Speedup comparison across all operations

all_operations_speedup_comparison.png

Info

  1. Missing bars indicate that the operation is not supported by the library for the given dataset.
  2. Crash bars indicate that the library failed to complete.

Key takeaways:

  • polars-bio is the fastest library in 7 out of 8 operations on the large dataset (8-7). The sole exception is nearest, where GenomicRanges holds a 1.63x advantage.
  • On small datasets (1-2, 2-1), GenomicRanges leads in overlap (1.74x) and count_overlaps, reflecting lower per-call overhead for small inputs.
  • Bioframe is consistently the slowest library, falling 5-50x behind polars-bio depending on the operation and dataset size.
  • For the new operations (coverage, cluster, complement, merge, subtract), polars-bio leads across the board with PyRanges1 a respectable second (0.23-0.61x relative to polars-bio on the large dataset).

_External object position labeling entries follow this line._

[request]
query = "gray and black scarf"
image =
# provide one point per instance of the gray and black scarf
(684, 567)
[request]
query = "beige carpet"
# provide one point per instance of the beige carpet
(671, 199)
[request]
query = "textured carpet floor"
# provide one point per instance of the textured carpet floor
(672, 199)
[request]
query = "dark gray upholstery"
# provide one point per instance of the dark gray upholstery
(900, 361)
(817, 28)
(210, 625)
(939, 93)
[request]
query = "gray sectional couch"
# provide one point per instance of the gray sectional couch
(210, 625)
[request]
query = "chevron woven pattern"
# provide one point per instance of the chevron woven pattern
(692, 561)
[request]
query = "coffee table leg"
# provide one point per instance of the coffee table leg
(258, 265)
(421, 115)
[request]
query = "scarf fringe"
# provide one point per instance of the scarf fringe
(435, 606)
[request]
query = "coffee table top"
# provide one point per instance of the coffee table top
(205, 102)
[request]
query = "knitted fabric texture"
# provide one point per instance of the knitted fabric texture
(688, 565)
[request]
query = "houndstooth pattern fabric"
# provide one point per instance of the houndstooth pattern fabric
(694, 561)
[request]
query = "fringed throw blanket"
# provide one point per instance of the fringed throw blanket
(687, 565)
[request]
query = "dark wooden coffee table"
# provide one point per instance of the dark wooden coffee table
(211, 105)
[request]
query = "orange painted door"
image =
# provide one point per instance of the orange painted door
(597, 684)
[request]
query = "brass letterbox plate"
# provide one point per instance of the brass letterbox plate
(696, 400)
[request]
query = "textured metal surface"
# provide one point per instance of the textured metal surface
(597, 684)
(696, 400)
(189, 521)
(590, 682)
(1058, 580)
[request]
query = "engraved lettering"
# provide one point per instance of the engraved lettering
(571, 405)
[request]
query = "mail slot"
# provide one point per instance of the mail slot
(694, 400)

Summary โ€” dataset 8-7 speedup relative to polars-bio (higher is better for polars-bio):

Operation polars-bio PyRanges1 GenomicRanges Bioframe
overlap 1.00x 0.18x 0.73x 0.13x
nearest 1.00x 0.06x 1.63x 0.04x
count_overlaps 1.00x 0.24x 0.19x 0.02x
coverage 1.00x -- 0.36x 0.05x
cluster 1.00x 0.61x -- 0.20x
complement 1.00x 0.53x 0.02x 0.06x
merge 1.00x 0.51x 0.02x 0.12x
subtract 1.00x 0.23x -- 0.05x

Thread scalability (dataset 8-7)

polars_bio_scalability_8_7.png One of polars-bio's key advantages is transparent multithreaded execution. The table below shows wall-clock times for all eight operations on the large dataset (8-7) as thread count increases:

Operation 1 thread 8 threads Speedup
overlap 4.03s 0.74s 5.43x
nearest 2.55s 0.44s 5.77x
count_overlaps 1.55s 0.27s 5.75x
coverage 1.20s 0.22s 5.48x
subtract 1.15s 0.17s 6.59x
merge 0.29s 0.05s 5.34x
complement 0.29s 0.06s 4.99x
cluster 0.48s 0.15s 3.27x

Key takeaways:

  • Most operations achieve near-linear scaling, with 5-6x speedup at 8 threads.
  • subtract scales best at 6.59x, while cluster shows more modest scaling (3.27x) โ€” expected, as clustering is inherently sequential within each chromosome.
  • At 8 threads, overlap on 307M result pairs completes in just 0.74 seconds.

Summary

  • polars-bio is the fastest single-threaded library for 7 out of 8 operations at scale, with speedups ranging from 1.5x to 25x over alternatives.
  • GenomicRanges wins the nearest operation and leads on small datasets, making it a solid choice when input sizes are modest.
  • polars-bio delivers excellent thread scaling (5-6x at 8 threads), turning already-fast single-threaded times into sub-second performance on large datasets.
  • PyRanges1, despite its recent preprint claiming "ultrafast" performance, is slower than polars-bio in every operation tested on large datasets (0.06-0.61x). While it is a solid improvement over its predecessor, the "ultrafast" characterization does not hold when compared against polars-bio's DataFusion-based engine.
  • Bioframe is consistently the slowest across all operations and dataset sizes.
  • The expanded eight-operation benchmark confirms that polars-bio's advantage extends beyond overlap and nearest to all standard range operation categories โ€” coverage, cluster, complement, merge, and subtract.

All benchmark code, raw results, and additional figures are available at polars-bio-bench.